La situation sécuritaire se dégrade de manière alarmante dans le groupement de Buabo, au territoire de Masisi, Nord-Kivu. Les civils vivent dans la terreur, pris en étau entre des groupes armés non identifiés et les rebelles de l’AFC-M23 qui occupent la zone. Un silence lourd pèse sur les villages, rompu seulement par les bruits nocturnes des pillages et des violences.
Selon un rapport accablant publié par la société civile locale, les trois dernières semaines ont été marquées par une recrudescence d’actes d’une brutalité rare. Entre le 15 mars et le 15 avril 2026, plusieurs localités ont été systématiquement saccagées. Quatre hommes ont été exécutés sommairement, tandis que de nombreuses autres personnes ont été grièvement blessées par balles ou à l’arme blanche. Les assaillants, opérant principalement sous le couvert de l’obscurité, sèment la désolation et fuient avant que leur identification ne soit possible.
Mais le tableau dressé par les acteurs citoyens va plus loin. Deux civils ont été torturés par des éléments de l’AFC-M23, dont la présence dans la région est avérée. Cette révélation jette une lumière crue sur le quotidien des populations, prises pour cibles par des forces supposées contrôler le territoire. Les villages de Mafuo, Kishondja, Butambo et Bulwa figurent parmi les plus récemment frappés par cette vague d’insécurité. Ailleurs, dans les localités de Muhanga, Lushebere, Bushiha et Kibarangiriro, vingt-cinq personnes, dont quinze femmes, ont été attaquées à la machette, laissant des séquelles physiques et psychologiques profondes.

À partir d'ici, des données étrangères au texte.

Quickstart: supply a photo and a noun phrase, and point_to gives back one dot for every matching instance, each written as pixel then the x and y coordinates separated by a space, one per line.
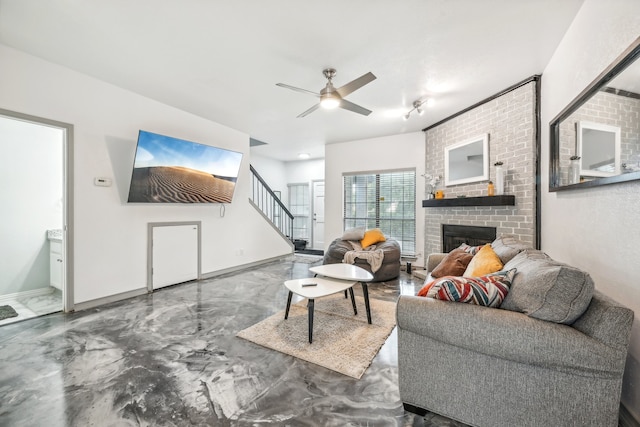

Le système de santé, déjà fragile, n’a pas été épargné. Dans un acte d’une cruauté insondable, le centre de santé de Buabo a été pillé dans la nuit de lundi à mardi dernier. Tous les médicaments et équipements médicaux ont été dérobés, privant ainsi des communautés entières de tout accès aux soins de base. Ce pillage aggrave une situation humanitaire déjà précaire, plongeant les habitants dans un désarroi absolu face à la maladie et aux blessures.
Face à cette spirale de violence, les populations n’ont d’autre choix que la fuite. Un exode massif est en cours vers Masisi-Centre, où les déplacés arrivent dans des conditions de précarité extrême. Comment peut-on envisager un avenir lorsque l’on est contraint d’abandonner son foyer, ses terres et ses souvenirs ? Cette crise humanitaire silencieuse met en lumière l’échec de la protection des civils dans cette partie du Nord-Kivu.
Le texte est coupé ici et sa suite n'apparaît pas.